In Tuesday’s hearing, an administrative-law judge ordered the UTC to provide its investigation report on Dec. 15.
While attorneys for the company had expressed hope that some smaller Duck vehicles could be returned to service this month, Judge Gregory Kopta said that a hearing on whether to lift the company’s suspension likely wouldn’t come before January.
The UTC team investigating the company has, among other things, inspected the smaller Ride the Ducks vehicles and is scheduled to inspect in mid-November the type involved in the deadly crash, according to a UTC staff member at the hearing.
In a complaint against the company, the UTC has alleged that Ride the Ducks Seattle broke federal safety laws and state rules, and that at least one of the vehicles was operated in an “unsafe manner.”
In a hearing before the UTC in early October, an attorney for the company announced that Duck vehicles would no longer use the Aurora Bridge and expressed hope that the smaller Duck vehicles, with a design different from the one involved in the collision, could be returned to service after clearing inspection.
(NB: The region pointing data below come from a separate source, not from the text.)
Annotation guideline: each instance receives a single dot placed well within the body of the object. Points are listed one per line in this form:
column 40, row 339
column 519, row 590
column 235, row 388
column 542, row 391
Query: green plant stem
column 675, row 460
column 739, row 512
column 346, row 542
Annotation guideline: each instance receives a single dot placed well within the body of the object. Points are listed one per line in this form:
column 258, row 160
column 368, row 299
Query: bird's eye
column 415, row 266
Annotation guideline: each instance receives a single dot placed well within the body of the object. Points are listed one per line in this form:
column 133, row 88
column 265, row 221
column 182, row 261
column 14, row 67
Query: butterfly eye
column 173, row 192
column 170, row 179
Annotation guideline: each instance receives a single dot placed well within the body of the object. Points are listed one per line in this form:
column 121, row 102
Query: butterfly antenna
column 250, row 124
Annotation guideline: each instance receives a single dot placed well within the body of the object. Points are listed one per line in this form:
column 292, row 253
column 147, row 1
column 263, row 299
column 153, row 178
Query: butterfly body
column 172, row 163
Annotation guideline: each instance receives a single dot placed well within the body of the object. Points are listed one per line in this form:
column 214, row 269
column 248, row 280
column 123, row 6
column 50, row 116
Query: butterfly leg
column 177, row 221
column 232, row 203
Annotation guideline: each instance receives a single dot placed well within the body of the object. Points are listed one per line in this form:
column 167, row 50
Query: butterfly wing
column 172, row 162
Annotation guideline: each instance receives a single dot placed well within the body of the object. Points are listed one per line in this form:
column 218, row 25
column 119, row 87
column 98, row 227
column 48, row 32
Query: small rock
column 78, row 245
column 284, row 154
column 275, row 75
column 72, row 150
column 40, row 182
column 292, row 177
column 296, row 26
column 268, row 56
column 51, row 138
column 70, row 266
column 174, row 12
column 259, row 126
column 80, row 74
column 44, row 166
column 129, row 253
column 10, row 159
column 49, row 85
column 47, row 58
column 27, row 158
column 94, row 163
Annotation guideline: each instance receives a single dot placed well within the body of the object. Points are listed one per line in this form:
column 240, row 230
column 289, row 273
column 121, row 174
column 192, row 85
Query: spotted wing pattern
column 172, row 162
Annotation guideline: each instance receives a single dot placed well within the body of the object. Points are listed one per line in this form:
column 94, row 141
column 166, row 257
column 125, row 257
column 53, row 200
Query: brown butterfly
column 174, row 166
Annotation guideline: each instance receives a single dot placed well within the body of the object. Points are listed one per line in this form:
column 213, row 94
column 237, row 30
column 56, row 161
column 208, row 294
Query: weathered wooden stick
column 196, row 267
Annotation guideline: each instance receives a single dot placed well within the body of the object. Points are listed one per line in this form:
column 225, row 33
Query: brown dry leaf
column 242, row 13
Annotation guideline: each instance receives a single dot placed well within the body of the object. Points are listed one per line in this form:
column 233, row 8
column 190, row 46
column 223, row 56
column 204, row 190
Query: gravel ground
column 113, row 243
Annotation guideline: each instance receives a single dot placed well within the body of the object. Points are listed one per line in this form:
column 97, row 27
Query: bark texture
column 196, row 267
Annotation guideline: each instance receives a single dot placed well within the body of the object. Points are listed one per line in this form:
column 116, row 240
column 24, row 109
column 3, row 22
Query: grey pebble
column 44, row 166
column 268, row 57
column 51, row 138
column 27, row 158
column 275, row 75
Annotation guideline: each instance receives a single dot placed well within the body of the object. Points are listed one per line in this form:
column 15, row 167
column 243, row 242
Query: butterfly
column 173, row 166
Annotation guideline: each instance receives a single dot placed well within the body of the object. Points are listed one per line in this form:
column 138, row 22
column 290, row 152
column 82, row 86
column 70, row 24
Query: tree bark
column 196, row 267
Those types of Duck vehicles don’t have any questions over mechanical issues regarding a wheel axle, which is part of the focus of investigations into the collision.
Witnesses to the collision have said the Ride the Ducks vehicle appeared to have a mechanical problem with its left front wheel before swerving and crossing the narrow bridge’s centerline and careening into a charter bus owned by Bellair Charters & Airporter.
One of the crash survivors, a Korean student, is suing the company, as well as the Atlanta-based Ride the Ducks International over the axle issue.
The UTC investigation isn’t just examining circumstances around the Sept. 24 crash but also inspecting the safety of the all the Duck vehicles and reviewing the company’s maintenance and training practices.
In mid-October, the company announced that once it resumes service, it would add a second crew member to its vehicles.
Tom Norwalk, CEO and president of Visit Seattle, called on the UTC to allow at least some inspected duck vehicles to begin operating again.
While he acknowledged that “certainly the safety issue is critical,” Norwalk said it wasn’t fair to suspend an entire company’s operations over one accident.
“You investigate and you try to make some improvements, but you don’t just shut them down,” Norwalk said Monday.
Patricia Buchanan, attorney for Ride the Ducks Seattle, said at the Tuesday hearing that getting the company’s “130 employees back to work is a paramount concern.”
A spokesman representing Ride the Ducks Seattle on Tuesday didn’t respond to requests for comment regarding the NTSB report.
The crash also rekindled years of safety concerns that transportation officials and lawmakers have had about the Aurora Bridge. Traffic on the span is squeezed onto the tightest six-lane highway bridge in the state, and there is no median.
Shortly after the accident, legislators asked city and state transportation officials to come up with ideas to improve safety on the bridge.